Other sectors are feeling the impact of AI-driven restructuring as well. Bosch, another German industrial heavyweight, recently announced it would cut 13,000 jobs worldwide—about 3% of its workforce—as part of its own digital transformation. The company has set new financial goals for 2028 to 2030, targeting an adjusted operating margin of 8% to 10%, a benchmark similar to Lufthansa’s own targets.
Across the Atlantic, the U.S.-based Spirit Airlines is also implementing cost-cutting measures, planning to furlough 1,800 flight attendants—about a third of its cabin crew—starting December 1, 2025, as it navigates its second bankruptcy in a year. The airline is hoping to achieve $100 million in cost reductions, with voluntary furloughs allowing some staff to retain medical benefits during their leave. The Association of Flight Attendants is working to help those affected find opportunities with other carriers.

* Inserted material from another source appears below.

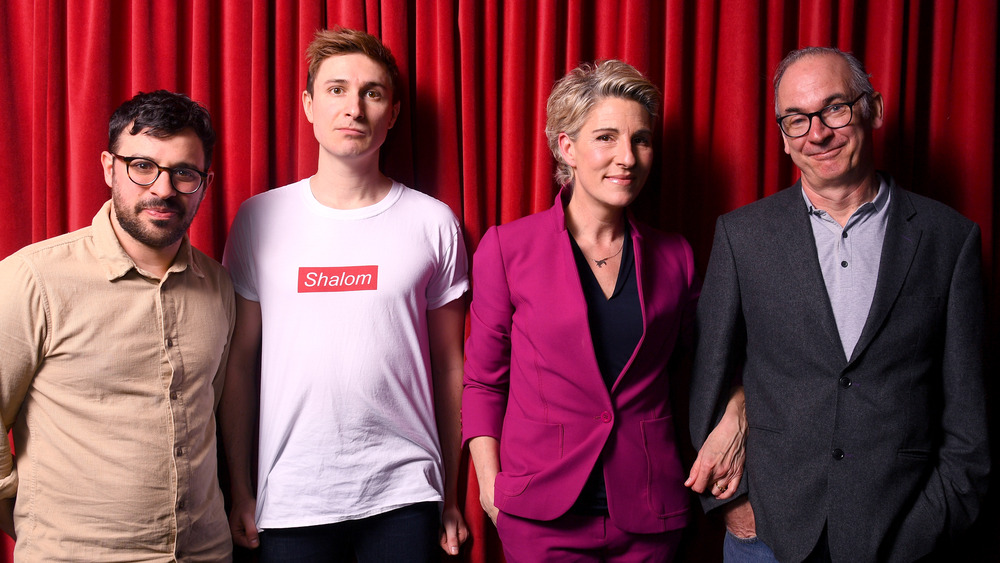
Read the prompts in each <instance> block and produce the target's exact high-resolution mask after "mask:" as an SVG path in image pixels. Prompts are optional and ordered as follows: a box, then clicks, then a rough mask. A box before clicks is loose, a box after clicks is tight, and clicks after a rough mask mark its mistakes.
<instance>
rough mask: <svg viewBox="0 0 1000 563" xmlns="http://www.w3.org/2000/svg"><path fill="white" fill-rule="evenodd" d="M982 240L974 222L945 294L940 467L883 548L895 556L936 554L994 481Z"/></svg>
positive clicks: (887, 553) (942, 366) (968, 525)
mask: <svg viewBox="0 0 1000 563" xmlns="http://www.w3.org/2000/svg"><path fill="white" fill-rule="evenodd" d="M980 244H981V241H980V231H979V227H978V225H973V227H972V229H971V231H970V232H969V234H968V236H967V237H966V240H965V243H964V244H963V246H962V250H961V252H960V254H959V257H958V260H957V263H956V266H955V270H954V273H953V275H952V280H951V286H950V287H949V294H948V296H947V312H946V317H945V323H946V326H945V332H944V343H943V351H942V355H941V391H942V394H943V398H942V419H941V447H940V448H939V449H938V452H937V465H936V467H935V468H934V470H933V471H932V472H931V474H930V476H929V478H928V479H927V484H926V486H925V487H924V490H923V491H922V492H921V493H920V494H919V495H917V496H916V498H915V500H914V503H913V506H912V508H911V509H910V510H909V511H908V512H907V513H906V514H905V515H904V516H903V519H902V523H901V525H900V527H899V529H898V533H897V534H896V537H895V538H894V540H893V541H891V542H890V543H889V544H888V545H887V546H884V547H885V548H888V551H887V553H886V555H890V556H891V557H890V558H891V559H892V560H900V561H903V560H907V561H908V560H913V559H917V558H919V557H921V556H923V555H925V554H927V553H929V552H931V551H932V550H933V549H934V545H935V542H936V540H937V539H939V538H941V537H948V536H950V535H953V534H954V533H955V532H958V531H961V530H964V529H966V528H968V527H969V526H971V525H972V523H973V522H974V521H975V519H976V516H977V515H978V513H979V510H980V504H981V500H982V498H983V496H984V495H985V493H986V489H987V488H988V486H989V480H988V476H989V470H990V452H989V441H988V439H987V418H986V402H985V392H984V387H983V376H984V367H983V357H984V349H983V346H984V323H985V321H984V318H983V316H984V310H985V306H984V301H983V285H982V272H981V269H982V266H981V259H980V256H981V254H980V252H981V251H980Z"/></svg>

For Lufthansa, the decision to cut jobs is not taken lightly, but executives argue it is necessary to secure the airline’s future. As the company pursues its ambitious fleet renewal and financial targets, it is betting that technological transformation will ultimately create a more sustainable and competitive organization. The message to employees is clear: adaptability and digital skills will be increasingly vital in the years ahead.
As the aviation industry continues to evolve, Lufthansa’s restructuring serves as a bellwether for the sector’s future—one where efficiency, innovation, and resilience are the watchwords, and where the embrace of artificial intelligence may be both a challenge and an opportunity for workers and companies alike.